BLOW TO GENERIC PRESCRIBING
For years critics of the medical profession have fastened on the prescribing of brand name drugs as one of the factors responsible for the high cost of medical care. If only doctors could be educated, persuaded, or even coerced into prescribing by generic rather than brand name, what savings could be made-millions of pounds in the National Health Service in Britain and millions of dollars in the US. The argument runs as follows: let manufacturers recoup their research, development, production, and licensing costs both for marketed drugs and for others that do not prove useful, effective, or profitable, but when the patent expires let generics step in in all instances.

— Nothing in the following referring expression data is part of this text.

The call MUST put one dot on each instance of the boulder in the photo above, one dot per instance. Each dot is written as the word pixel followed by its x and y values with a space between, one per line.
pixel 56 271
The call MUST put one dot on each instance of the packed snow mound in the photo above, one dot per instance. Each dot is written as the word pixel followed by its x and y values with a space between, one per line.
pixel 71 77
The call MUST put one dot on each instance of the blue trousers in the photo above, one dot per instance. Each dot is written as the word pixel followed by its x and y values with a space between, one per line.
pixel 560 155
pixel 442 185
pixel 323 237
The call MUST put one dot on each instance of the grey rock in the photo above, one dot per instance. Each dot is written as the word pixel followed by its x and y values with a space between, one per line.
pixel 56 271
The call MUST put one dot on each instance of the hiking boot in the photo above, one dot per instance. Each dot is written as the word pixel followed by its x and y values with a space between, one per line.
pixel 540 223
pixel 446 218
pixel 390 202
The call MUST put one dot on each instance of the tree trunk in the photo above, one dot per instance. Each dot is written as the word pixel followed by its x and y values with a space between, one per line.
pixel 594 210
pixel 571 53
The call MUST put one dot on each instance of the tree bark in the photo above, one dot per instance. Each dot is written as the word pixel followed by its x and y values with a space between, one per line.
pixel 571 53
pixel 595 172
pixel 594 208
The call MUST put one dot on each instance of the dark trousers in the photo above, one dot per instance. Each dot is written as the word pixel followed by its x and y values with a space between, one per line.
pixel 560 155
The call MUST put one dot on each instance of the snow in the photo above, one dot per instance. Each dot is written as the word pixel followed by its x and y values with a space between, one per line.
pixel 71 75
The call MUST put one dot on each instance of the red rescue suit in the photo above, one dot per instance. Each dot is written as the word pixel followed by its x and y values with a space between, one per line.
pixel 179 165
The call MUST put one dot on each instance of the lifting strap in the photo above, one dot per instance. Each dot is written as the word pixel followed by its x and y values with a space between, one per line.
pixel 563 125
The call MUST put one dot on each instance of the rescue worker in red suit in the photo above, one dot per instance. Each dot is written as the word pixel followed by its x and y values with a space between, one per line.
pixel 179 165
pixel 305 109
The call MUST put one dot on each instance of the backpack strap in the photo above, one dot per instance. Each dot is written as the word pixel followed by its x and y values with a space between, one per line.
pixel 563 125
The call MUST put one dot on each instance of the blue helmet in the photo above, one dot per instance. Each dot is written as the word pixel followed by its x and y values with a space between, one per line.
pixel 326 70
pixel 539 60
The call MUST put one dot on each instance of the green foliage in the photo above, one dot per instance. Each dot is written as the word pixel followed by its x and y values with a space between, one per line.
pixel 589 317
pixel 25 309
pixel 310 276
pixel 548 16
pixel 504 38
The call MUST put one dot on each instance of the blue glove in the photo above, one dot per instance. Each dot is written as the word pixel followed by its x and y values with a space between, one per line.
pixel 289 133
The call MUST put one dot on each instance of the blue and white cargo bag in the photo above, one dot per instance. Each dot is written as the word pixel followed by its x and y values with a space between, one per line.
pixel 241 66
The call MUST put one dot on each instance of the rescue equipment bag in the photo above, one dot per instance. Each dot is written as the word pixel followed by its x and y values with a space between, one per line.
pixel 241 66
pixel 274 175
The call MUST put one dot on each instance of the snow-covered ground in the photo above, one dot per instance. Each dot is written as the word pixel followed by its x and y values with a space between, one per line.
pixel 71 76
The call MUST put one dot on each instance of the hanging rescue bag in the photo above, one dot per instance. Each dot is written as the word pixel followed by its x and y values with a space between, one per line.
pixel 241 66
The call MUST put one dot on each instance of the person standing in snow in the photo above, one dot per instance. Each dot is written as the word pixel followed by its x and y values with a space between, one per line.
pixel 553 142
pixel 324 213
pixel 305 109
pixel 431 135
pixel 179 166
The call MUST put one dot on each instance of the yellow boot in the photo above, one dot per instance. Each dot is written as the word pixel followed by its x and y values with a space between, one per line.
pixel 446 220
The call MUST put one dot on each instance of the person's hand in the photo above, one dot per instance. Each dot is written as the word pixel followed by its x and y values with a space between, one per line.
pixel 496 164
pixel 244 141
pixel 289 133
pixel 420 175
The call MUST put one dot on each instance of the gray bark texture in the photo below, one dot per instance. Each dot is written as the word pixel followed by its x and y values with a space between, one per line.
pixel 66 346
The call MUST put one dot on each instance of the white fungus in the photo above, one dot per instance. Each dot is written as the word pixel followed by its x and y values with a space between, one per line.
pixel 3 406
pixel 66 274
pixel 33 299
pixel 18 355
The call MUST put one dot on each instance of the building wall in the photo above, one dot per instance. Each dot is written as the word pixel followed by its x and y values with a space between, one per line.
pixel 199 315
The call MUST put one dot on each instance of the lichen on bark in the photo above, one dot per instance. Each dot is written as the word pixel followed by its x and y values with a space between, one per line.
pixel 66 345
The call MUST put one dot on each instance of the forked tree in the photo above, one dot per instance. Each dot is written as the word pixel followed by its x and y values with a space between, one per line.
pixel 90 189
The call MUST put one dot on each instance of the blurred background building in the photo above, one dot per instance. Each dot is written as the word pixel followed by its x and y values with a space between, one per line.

But no longer in the US, for a time at least, for the Supreme Court has ruled that a generic drug must be tested, approved, and regulated by the Food and Drug Administration. An appeal court had ruled that a generic drug with the same active as a previously approved drug was not a "new drug". The FDA appealed and their appeal has been upheld by the Supreme Court. Mr Justice Stevens saw the snag and in his judgment, unanimously upheld, he wrote that the term drug was in the Act "to include entire drug products complete with active and inactive ingredients"; to conclude that new applied only to the active ingredient of a drug, which might be the smallest component of the preparation, was untenable. A new preparation, even if it contains exactly the same amount of active ingredient as an old one, can have its effect altered by the excipients which, for example, alter absorption and cannot without testing be guaranteed to be safe or equally effective. The FDA claims that it has tested many generic drug preparations and can approve such preparations within a few months. Now the FDA is a byword for bureaucratic delay, to the disgust of the pharmaceutical industry, so it is interesting to see how speedily it can approve a generic product with all the potential interactions among its ingredients. Once a drug always a drug? Not necessarily, says the Supreme Court, unless it is proven.